Optimization of adblock-lean

antonk · July 11, 2024, 12:00pm

That sure sounds like a great idea, but doing this in a shell script is way above my paygrade

Wizballs · July 11, 2024, 12:36pm

I think part of the allure of parallel processing is solving the problem itself

Something important to consider is the order of blocklist processing. Having the blocklist files download in order from biggest to smallest gives gives the fastest sort -u speed (essentially processed in the same order). Only guessing, but it probably has less sorting to do.

times for: "Performing dnsmasq --test on the blocklist file parts and sorting and merging the blocklist lines into a single blocklist file":

17 seconds with my largest blocklist part first (Hagezi tif, 750k lines)
20 seconds with hagezi tif listed last

Lynx · July 11, 2024, 1:03pm

That reminds me of the script on the main thread that first downloaded and sorted the files and lines into different files in dependence upon the starting letters and then passed those on for further processing. So that way the files are even size rather than say two big and ten small files.

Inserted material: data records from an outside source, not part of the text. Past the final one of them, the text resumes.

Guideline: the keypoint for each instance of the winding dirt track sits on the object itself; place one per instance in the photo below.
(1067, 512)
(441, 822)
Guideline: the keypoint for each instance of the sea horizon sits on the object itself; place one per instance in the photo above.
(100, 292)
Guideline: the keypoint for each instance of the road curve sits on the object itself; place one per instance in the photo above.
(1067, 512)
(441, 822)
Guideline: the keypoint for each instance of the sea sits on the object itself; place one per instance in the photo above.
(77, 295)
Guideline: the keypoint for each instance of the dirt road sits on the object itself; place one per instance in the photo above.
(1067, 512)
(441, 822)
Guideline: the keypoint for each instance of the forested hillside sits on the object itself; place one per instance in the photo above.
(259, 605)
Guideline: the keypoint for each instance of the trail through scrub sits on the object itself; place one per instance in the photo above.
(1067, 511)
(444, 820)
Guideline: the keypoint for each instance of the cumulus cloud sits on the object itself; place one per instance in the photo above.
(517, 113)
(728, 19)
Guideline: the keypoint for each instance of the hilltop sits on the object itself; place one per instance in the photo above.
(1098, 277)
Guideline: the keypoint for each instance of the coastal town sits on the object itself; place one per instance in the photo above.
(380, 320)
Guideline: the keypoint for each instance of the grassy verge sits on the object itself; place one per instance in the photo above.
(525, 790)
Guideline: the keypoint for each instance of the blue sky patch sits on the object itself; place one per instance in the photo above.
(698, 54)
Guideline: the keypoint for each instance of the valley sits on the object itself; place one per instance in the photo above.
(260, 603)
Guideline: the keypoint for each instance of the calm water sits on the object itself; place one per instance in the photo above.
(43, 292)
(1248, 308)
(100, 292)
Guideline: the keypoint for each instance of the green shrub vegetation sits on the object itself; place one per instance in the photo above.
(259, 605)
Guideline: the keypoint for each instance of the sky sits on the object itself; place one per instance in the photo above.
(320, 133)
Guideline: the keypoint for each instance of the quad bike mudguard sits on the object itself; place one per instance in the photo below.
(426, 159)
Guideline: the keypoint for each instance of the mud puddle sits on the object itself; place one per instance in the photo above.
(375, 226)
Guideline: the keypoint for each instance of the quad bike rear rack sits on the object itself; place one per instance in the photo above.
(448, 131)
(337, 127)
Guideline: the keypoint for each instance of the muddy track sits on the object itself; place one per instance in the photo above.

Here is the bit that I am thinking about:

# tolower Input and split lines by first character to different output files
# stores output files to $1_.._$2, e.g. "/tmp/adblock-lean-wd/ablbl_.._httpsabc.new.gz"
abl_split_compress()
{
  [ -z "${SPLIT_MODULO}" ] && echo "FATAL: SPLIT_MODULO is empty!!!" >&2
  nice -n 19 awk -v NPMODULO=${SPLIT_MODULO} -v NPPREP="$1" -v NPPOST="$2" 'BEGIN{
    for(i=0;i<=255;i++){_ORD[ sprintf("%c",i) ]=i} # init _ORD
    for(x=0;x<NPMODULO;x++){
      o="" NPPREP sprintf("%02x",x) NPPOST # convert to hex, 10 -> 0a
      system("mkfifo \"" o "\"") # make named pipe
      system("nice -n 19 gzip < \"" o "\" > \"" o ".new.gz\" &") # open named pipe for read
      printf("") > o # open named pipe for write
    }
    system("sleep 1") # give OS some time to start all sub processes and connect pipes
  };{
    S=tolower($0)
    o="" NPPREP sprintf("%02x", ( _ORD[ substr(S, 1, 1) ] % NPMODULO ) ) NPPOST
    print S > o # write to named pipe - depending on first char
  };END{
    for(i=0;i<NPMODULO;i++){
      o="" NPPREP sprintf("%02x",i) NPPOST
      close(o) # close named pipe
    }
    system("sleep 1") # give OS some time to finish all sub processes
    system("sync")
    for(i=0;i<NPMODULO;i++){
      o="" NPPREP sprintf("%02x",i) NPPOST
      system("rm \"" o "\"") # remove named pipe file
    }
  }'
}

This is quite a piece of work!

Perhaps we can adopt something along these lines.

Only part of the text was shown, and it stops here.